Ximelagatran, the Sacrificial Lamb

• Ximelagatran is the first orally active direct acting thrombin inhibitor.
• It is clearly easier to use and as effective as warfarin, the only other oral antithrombotic agent.
• Because of safety concerns, ximelagatran was not approved and was taken out of development.
• Many patients at risk of thromboses who should receive warfarin do not because of difficulty and risks associated with its use.
• Has this failure to use otherwise indicated warfarin been adequately taken into account in trials comparing it to newer agents?
• Hopefully, lessons were learned in the ximelagatran experience that will make it easier for newer similar agents in the future.

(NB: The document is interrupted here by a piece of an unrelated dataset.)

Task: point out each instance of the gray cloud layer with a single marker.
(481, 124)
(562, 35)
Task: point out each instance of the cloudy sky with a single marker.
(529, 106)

This article confirms what is well known, i.e., that ximelagatran (AstraZeneca), the first orally active direct thrombin inhibitor, is a very effective and good drug. Unfortunately, it was not approved by FDA because of its side effect profile, especially liver toxicity in a small number of patients, and was taken out of development by AstraZeneca. Other direct thrombin inhibitors remain in development, and, hopefully, one of these will eventually be approved. The major advantages of this class of drugs are (1) some can be given orally (unlike heparin or low-molecular weight heparins, e.g. enoxaparin), and (2), they do not require monitoring of blood coagulation (unlike other oral antithrombotic drugs, e.g. warfarin). They do, however, pose a small risk of bleeding complications, as do all antithrombotic agents.

Several clinical trials demonstrated that ximelagatran can be given easily and effectively in a variety of situations associated with risks of thrombotic events like strokes and deep vein thrombosis. Warfarin remains the only antithrombotic agent available for long-term oral use. It is the agent that all new antithrombotic agents are compared to in clinical trials, and such trials confirm the same risks of bleeding with warfarin and the newer agents. What seems to be frequently overlooked in evaluating the relative safety and efficacy of new antithrombotic agents is the difficulty in using warfarin. Patients need to have blood tests regularly to monitor blood coagulation and adjust the dose of warfarin. If under-dosed, there may be lack of efficacy and risk of thrombosis; if overdosed, there is increased risk of bleeding. In addition, many foods and/or drugs interact with warfarin to raise or lower its anticoagulant effect. For these reasons warfarin is difficult to use and many patients who have a clear indication for warfarin do not receive it because of the patient’s unwillingness to take it and/or the physician’s reluctance to prescribe it. Thus, such patients remain at risk for otherwise preventable thrombotic events, and one wonders if this is adequately taken into account when analyzing the results of trials comparing warfarin to direct thrombin inhibitors, like ximelagatran. Hopefully, this will not be the case for new direct thrombin inhibitors that come along, as ximelagatran may have been the “sacrificial lamb.”

NOTE: THIS AUTHOR WAS A CONSULTANT TO ASTRAZENECA IN THE DEVELOPMENT OF XIMELAGATRAN.